Die islamischen Fächer nehmen einen beträchtlichen Teil des Lehrstoffes ein. Im Rahmen der internen Debatte um die Wurzeln des islamischen Extremismus werden zunehmend auch kritische Fragen an das Bildungssystem laut. So hatte auch die sechste Runde des durch König Abdallah institutionalisierten „Nationalen Dialogs“, an dem erneut verschiedene staatliche und gesellschaftliche Akteure (darunter über 40 % Frauen) beteiligt waren, das Thema Bildung zum Gegenstand. Saudi-Arabien sieht die Ausbildung seiner jungen Bevölkerung – 70 % der Menschen sind jünger als 30 Jahre – als drängende Herausforderung an und stellt hierfür seit einiger Zeit den größten Einzelbetrag seines Staatshaushalts zur Verfügung. Als nützlichen Baustein einer auf Toleranz und moderne Inhalte ausgerichteten Lehre sieht man dabei auch das Studium im Ausland an, für das jedes Jahr Tausende Regierungsstipendien vergeben werden.

Die Ausbildung von Männern und Frauen ist an Schulen und Universitäten in Saudi-Arabien streng getrennt. Im September 2002 wurde die Mädchenbildung, welche zuvor einer eigenen Behörde unterstellt war, in das Erziehungsministerium eingegliedert, was zu einer allmählichen Angleichung von Jungen- und Mädchenschulen führt. In manchen Studienfächern sind inzwischen über die Hälfte der Studierenden Frauen.

Medienlandschaft

Die technologische Entwicklung hat dem saudischen Medienkonsumenten in kurzer Zeit eine Fülle von Informationsmöglichkeiten eröffnet. Nach eigenen Angaben belegt Saudi-Arabien Platz vier der Länder mit der größten Zunahme von Internet-Anschlüssen. Internet und E-Mail bieten vor allem den saudischen Frauen einen Ausgleich für gesellschaftlich bedingten Mangel an Kommunikation und Mobilität. Allerdings besteht strenge Zensur in Bezug auf einige politische Inhalte, vor allem aber in Bezug auf ´unislamische´ Webseiten, was insbesondere den Zugang zu erotischem Material betrifft. Derzeit sind etwa 400.000 Webseiten blockiert.

Die Printmedien sind zunehmend relativ offen und kritisch. Die größten Tageszeitungen sind "Al-Watan", "Al-Riyadh" und "Okaz". Die englischsprachige "Arab News" findet auch außerhalb Saudi-Arabiens Verbreitung.
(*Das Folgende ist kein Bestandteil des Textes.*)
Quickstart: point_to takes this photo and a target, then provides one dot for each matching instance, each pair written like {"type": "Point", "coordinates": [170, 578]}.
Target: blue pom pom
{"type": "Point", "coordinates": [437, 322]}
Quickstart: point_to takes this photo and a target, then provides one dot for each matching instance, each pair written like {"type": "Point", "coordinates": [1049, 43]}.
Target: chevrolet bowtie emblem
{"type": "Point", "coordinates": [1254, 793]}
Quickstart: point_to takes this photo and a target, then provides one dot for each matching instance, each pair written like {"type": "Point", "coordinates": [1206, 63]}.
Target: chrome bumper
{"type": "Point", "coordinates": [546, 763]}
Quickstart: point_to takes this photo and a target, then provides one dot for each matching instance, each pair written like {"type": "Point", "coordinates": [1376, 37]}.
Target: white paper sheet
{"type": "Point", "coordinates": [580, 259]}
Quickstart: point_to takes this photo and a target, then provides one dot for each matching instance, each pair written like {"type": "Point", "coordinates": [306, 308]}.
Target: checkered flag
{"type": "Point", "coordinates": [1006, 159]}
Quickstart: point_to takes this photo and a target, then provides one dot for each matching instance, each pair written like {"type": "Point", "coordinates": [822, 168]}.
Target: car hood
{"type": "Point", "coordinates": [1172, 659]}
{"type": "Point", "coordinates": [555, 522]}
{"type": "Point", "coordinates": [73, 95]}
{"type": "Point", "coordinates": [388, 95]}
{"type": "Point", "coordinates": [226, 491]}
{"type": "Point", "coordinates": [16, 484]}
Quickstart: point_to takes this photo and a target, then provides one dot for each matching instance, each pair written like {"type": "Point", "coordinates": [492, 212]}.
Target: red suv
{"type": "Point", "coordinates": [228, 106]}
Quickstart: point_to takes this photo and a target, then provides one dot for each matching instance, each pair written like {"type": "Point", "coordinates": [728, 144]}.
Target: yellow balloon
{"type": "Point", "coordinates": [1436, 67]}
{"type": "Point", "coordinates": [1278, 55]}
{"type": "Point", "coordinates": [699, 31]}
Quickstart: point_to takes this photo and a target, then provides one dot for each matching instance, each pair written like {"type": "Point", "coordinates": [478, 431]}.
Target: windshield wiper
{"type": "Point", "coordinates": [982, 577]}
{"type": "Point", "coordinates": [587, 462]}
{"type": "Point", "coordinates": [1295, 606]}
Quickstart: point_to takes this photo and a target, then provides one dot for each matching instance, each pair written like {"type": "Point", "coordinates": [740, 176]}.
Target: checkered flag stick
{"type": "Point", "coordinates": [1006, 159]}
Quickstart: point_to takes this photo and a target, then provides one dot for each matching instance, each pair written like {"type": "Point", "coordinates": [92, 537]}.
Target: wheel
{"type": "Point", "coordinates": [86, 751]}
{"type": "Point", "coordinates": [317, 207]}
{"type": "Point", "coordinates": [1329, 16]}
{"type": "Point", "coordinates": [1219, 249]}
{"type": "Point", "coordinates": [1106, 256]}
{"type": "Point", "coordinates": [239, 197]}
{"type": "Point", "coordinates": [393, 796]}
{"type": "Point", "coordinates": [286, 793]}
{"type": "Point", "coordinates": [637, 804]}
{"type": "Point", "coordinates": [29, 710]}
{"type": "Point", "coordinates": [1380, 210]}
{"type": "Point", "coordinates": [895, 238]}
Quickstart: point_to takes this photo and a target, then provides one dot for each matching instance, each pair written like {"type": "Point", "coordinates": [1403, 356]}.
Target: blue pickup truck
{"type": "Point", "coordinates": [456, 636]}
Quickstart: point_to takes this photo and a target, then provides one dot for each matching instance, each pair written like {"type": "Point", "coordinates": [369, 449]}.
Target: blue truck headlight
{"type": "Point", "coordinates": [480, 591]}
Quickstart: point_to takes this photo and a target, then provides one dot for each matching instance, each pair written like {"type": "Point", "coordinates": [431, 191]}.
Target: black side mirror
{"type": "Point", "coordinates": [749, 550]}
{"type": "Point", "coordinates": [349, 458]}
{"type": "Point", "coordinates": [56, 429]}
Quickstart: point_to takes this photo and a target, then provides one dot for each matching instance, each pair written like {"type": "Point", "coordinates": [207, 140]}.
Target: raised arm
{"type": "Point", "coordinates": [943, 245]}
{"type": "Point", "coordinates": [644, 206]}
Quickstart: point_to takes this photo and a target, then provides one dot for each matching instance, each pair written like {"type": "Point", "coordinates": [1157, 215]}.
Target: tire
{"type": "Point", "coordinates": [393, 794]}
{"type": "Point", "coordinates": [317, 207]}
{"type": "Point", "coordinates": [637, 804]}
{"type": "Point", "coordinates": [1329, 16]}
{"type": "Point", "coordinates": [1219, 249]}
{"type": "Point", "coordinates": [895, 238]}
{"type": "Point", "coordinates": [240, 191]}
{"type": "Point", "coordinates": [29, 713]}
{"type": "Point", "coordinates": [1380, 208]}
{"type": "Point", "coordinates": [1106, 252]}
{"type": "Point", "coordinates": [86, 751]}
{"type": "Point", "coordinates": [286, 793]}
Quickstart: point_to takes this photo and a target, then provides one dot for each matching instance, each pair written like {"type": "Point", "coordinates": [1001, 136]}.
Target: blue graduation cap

Die Hauptinformationsquelle bildet das Fernsehen. Während die saudischen Staatskanäle als eher langweilig gelten, erfreuen sich ausländische arabischsprachige Sender wie "Al-Jazeera" und "Al-Arabiya" großer Beliebtheit. Der Anfang 2004 neu gegründete saudische Nachrichtenkanal "Al-Ikhbariya" hat hieran nichts geändert. Auch der Empfang westlicher Sender ist möglich und üblich.

Hinweis

Dieser Text stellt eine Basisinformation dar. Er wird routinemäßig aktualisiert. Eine Gewähr für die Richtigkeit und Vollständigkeit der Angaben kann nicht übernommen werden.